Even in the best circumstances, we weren’t especially close, and in those early weeks and months, I didn’t have the bandwidth to host family for long stays. I needed quiet. I needed privacy. I needed to be able to nurse, cry, or just sit in silence without feeling like I was “on” for someone else.


At the time, I couldn’t articulate that what I needed wasn’t distance from her — it was space for myself. I didn’t want her to see the version of me that was running on fumes and trying to mask it. I wanted to give her the best version of me I could manage, and shorter visits made that possible.


Still, holding that boundary created tension. I worried it looked like rejection. I worried I was being unfair. But deep down, I knew it was my way of loving her and myself at the same time.

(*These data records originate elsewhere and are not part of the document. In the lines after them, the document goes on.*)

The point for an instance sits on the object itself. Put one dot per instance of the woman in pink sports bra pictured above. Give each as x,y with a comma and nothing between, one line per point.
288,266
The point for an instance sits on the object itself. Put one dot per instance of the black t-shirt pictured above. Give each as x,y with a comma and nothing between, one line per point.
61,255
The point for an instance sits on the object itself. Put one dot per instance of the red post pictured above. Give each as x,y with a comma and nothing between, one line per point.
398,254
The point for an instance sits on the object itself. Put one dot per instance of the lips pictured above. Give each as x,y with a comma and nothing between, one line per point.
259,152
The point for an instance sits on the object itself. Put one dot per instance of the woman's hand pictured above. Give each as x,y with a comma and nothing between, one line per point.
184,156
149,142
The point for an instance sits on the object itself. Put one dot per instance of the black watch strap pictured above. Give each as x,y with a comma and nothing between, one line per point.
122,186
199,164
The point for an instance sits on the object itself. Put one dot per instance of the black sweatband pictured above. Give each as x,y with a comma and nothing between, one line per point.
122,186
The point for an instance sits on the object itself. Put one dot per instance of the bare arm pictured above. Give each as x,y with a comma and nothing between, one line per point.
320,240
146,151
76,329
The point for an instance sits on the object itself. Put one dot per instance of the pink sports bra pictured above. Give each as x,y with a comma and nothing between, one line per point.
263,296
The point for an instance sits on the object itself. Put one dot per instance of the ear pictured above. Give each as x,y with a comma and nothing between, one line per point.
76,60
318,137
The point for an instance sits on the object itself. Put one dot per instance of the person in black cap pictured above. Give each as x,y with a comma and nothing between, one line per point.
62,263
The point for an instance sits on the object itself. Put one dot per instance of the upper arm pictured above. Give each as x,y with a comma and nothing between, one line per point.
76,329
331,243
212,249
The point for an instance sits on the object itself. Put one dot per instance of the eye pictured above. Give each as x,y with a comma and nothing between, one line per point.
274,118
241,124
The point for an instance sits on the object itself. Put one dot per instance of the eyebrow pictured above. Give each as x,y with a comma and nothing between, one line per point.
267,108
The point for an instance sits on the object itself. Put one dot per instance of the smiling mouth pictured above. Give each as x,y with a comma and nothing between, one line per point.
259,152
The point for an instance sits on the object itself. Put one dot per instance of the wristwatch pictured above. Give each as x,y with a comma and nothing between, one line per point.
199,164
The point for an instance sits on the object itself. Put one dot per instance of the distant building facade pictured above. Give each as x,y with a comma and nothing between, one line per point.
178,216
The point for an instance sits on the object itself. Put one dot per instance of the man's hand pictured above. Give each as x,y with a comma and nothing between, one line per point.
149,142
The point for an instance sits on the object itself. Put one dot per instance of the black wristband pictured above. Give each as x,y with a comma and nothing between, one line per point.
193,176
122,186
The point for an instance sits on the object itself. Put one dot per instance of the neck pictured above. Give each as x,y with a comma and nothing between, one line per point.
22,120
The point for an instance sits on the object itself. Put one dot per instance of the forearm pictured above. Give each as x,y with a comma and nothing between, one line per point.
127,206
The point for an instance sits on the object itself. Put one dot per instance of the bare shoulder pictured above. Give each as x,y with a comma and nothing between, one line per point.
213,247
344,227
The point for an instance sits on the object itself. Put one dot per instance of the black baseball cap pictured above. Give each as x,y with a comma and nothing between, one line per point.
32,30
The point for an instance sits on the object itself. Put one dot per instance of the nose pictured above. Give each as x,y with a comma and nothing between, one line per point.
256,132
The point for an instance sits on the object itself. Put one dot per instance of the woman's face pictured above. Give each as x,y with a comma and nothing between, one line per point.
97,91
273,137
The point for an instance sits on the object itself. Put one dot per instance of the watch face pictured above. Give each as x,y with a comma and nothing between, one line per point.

What I’ve learned since is that boundaries are not about shutting people out — they’re about creating the conditions where love can actually grow. They can be uncomfortable in the moment, but they protect relationships from the slow erosion of resentment.

If I could tell my early-motherhood self anything, it would be this: You are allowed to need space. 


You are allowed to protect your energy. 


You are allowed to believe that loving yourself is not in competition with loving someone else.


Boundaries aren’t walls; they are pathways that allow us to keep showing up with care. And sometimes, the most loving thing you can do is protect the small, tender version of yourself until she’s ready to open the door.


“Every time you hold a boundary, you teach the world how to love you better — and you remind yourself that you’re worth protecting.”